The Patient Protection and Affordable Care Enhancement Act significantly increases the ACA’s affordability subsidies to cover more middle-class families. For the first time, no person will have to pay more than 8.5 percent of their income for a benchmark silver plan in the ACA marketplaces, and many Americans will see their premiums cut in half or more.
• A family of four earning $40,000 would save nearly $1,600 in premiums each year.
• A 64-year-old earning $57,420 would save more than $8,700 in premiums each year.
• A single adult with income of $31,900 would see premiums cut in half.
• An adult earning $19,140 would see premiums cut to zero, saving $800 dollars a year.
The bill negotiates for lower prescription drug prices, delivering the power to negotiate lower drug prices so that Americans no longer have to pay more for our medicines than Big Pharma charges for the same drugs overseas. According to a new report from Patients for Affordable Drugs, from January to June, 245 drugs were subject to an average price increase of more than 20 percent. Of these drugs with price hikes by Big Pharma, more than 75 percent directly relate to the COVID-19 crisis, including 30 drugs that are currently in clinical trials for their effect against the virus.

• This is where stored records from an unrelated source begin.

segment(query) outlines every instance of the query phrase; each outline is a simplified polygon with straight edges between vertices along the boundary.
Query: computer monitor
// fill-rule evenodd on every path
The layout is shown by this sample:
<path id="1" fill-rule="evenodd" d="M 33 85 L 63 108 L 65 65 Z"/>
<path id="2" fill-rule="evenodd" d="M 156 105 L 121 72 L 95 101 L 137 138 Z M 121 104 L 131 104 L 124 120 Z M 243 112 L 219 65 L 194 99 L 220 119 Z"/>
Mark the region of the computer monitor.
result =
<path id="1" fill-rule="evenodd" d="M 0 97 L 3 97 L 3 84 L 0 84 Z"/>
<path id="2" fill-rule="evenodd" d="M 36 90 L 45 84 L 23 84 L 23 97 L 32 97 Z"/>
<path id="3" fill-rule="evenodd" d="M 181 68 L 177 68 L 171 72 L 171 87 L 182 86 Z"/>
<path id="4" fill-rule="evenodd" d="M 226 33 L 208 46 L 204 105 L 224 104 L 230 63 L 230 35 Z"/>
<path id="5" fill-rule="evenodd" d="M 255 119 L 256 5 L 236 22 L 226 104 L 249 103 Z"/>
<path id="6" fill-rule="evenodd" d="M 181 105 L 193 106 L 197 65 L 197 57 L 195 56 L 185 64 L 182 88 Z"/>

The bill combats inequity in health coverage faced by communities of color, expanding more affordable coverage to vulnerable populations and fighting the maternal mortality epidemic by requiring states to extend Medicaid or CHIP coverage to new mothers for a full year post-partum.
The bill expands coverage, pressing Medicaid expansion hold-out states with new carrots and sticks to adopt coverage for the 4.8 million Americans cruelly excluded from coverage, while restoring the outreach and advertising funding that the Trump Administration has slashed to prevent Americans from learning about the affordable health coverage available to them under the ACA.
The bill cracks down on junk plans and strengthens protections for people with pre-existing conditions, reversing the Trump Administration’s expansion of junk health insurance plans that do not provide coverage for essential medical treatments and drugs, and that are allowed to discriminate against people with pre-existing medical conditions.